To translate: point mutations don't interfere with the production of proteins needed to build the respiratory chain, but they can make this machinery unstable and inefficient. This can lead to much the same end result as losing a vital gene completely to a more serious mutation, and here it leads to premature aging in mice engineered for point mutations.

That one group of researchers has point-mutation-bearing mice that age normally and another group has point-mutation-bearing mice that age faster indicates that there's more to this story, however. Something is unknown, always the case when solid research appears to be contradictory, and more research is needed to get to the bottom of the mechanisms here. But note that we could sidestep all of these issues with a technology that repairs or replaces mitochondrial DNA globally throughout the body - such as protofection, demonstrated back in 2005. If we replace all mitochondrial DNA with fresh new mitochondrial DNA, then it doesn't matter why or how its prior state was causing issues because we just fixed the problem.

This is as good an example as any to show that we don't need complete understanding of human biochemistry in order to make important inroads into repairing the damage of aging. More understanding helps, but we have enough knowledge now to move ahead with significant and important rejuvenation technologies - were there a large research community and the will and funding to forge ahead. But here, as in so many nascent fields of biotechnology with great potential, we are left lacking. There is no large research community focused on replacing mitochondrial DNA, and to the best of my knowledge only a few small groups are presently working on this sort of technology.

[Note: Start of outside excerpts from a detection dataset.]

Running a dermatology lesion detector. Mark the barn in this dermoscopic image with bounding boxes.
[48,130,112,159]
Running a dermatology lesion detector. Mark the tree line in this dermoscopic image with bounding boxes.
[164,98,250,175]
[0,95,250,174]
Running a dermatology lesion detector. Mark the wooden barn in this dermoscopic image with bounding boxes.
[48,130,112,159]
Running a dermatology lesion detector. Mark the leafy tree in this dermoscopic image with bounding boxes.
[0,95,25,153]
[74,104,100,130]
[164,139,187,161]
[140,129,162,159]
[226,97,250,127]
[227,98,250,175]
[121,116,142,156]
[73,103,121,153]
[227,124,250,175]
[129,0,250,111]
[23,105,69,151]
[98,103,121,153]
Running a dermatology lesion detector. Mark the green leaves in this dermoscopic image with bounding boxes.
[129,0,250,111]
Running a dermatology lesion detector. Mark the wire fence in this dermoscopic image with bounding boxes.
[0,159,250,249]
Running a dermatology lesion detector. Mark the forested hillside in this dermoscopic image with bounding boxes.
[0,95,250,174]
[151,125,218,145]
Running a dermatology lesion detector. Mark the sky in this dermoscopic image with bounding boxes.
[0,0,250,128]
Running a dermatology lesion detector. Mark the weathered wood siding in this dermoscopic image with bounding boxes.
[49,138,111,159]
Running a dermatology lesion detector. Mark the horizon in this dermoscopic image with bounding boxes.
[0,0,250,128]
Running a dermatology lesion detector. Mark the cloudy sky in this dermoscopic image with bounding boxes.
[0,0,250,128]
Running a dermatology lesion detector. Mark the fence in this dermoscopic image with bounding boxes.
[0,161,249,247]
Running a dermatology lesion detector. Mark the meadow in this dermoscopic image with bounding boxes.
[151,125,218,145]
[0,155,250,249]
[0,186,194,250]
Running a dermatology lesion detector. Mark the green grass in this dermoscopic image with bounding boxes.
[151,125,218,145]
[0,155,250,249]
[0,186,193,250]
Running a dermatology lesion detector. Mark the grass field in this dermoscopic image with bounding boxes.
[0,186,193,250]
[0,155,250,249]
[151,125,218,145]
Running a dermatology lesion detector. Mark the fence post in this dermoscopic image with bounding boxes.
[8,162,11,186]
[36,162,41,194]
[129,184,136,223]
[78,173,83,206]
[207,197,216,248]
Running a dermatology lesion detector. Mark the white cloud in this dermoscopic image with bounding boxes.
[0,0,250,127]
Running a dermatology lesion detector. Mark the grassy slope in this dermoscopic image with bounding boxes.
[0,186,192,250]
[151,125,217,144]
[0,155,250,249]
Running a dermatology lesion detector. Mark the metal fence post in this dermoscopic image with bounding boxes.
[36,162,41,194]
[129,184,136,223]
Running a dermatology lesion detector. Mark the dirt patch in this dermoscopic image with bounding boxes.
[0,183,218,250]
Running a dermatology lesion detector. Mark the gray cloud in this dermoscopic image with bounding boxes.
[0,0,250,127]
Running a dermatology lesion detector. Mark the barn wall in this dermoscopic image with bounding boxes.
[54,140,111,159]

If you wish to understand why this is the case, you might look at the regulatory environment. The FDA will not approve treatments for aging, and - in conjunction with a pharmaceutical industry happy to squash disruptive upstart companies - ensures that commercial development of new medical technology is made so ridiculously expensive that no great interest is attached to minority diseases. Mitochondrial diseases beyond aging don't affect enough people to make it financially viable for a large development industry to form under the present constraints. This is generally true of highly regulated industries: experimentation is discouraged, and anything other than the broadest application is made unprofitable.

In the years ahead, with the costs of biotechnology falling ever faster, we'll have to take matters into our own hands if we want to see any real progress.

ResearchBlogging.orgEdgar, D., Shabalina, I., Camara, Y., Wredenberg, A., Calvaruso, M., Nijtmans, L., Nedergaard, J., Cannon, B., Larsson, N., & Trifunovic, A. (2009). Random Point Mutations with Major Effects on Protein-Coding Genes Are the Driving Force behind Premature Aging in mtDNA Mutator Mice Cell Metabolism, 10 (2), 131-138 DOI: 10.1016/j.cmet.2009.06.010


Excellent post, thanks.

I really, really wish the FDA would start treating aging as a disease. What more do the need?

Are you aware of any organized lobbying efforts to achieve that goal?

Posted by: Michael G.R. at August 7th, 2009 7:51 AM

The lobbying folk in the pharmaceutical and research industries are in the box of multi-year, multi-million dollar efforts to convince the FDA to recognize sarcopenia or some other minor aspect of age-related degeneration as a disease. That is their horizon. So no, to the best of my knowledge, no-one is out there lobbying for aging as a whole.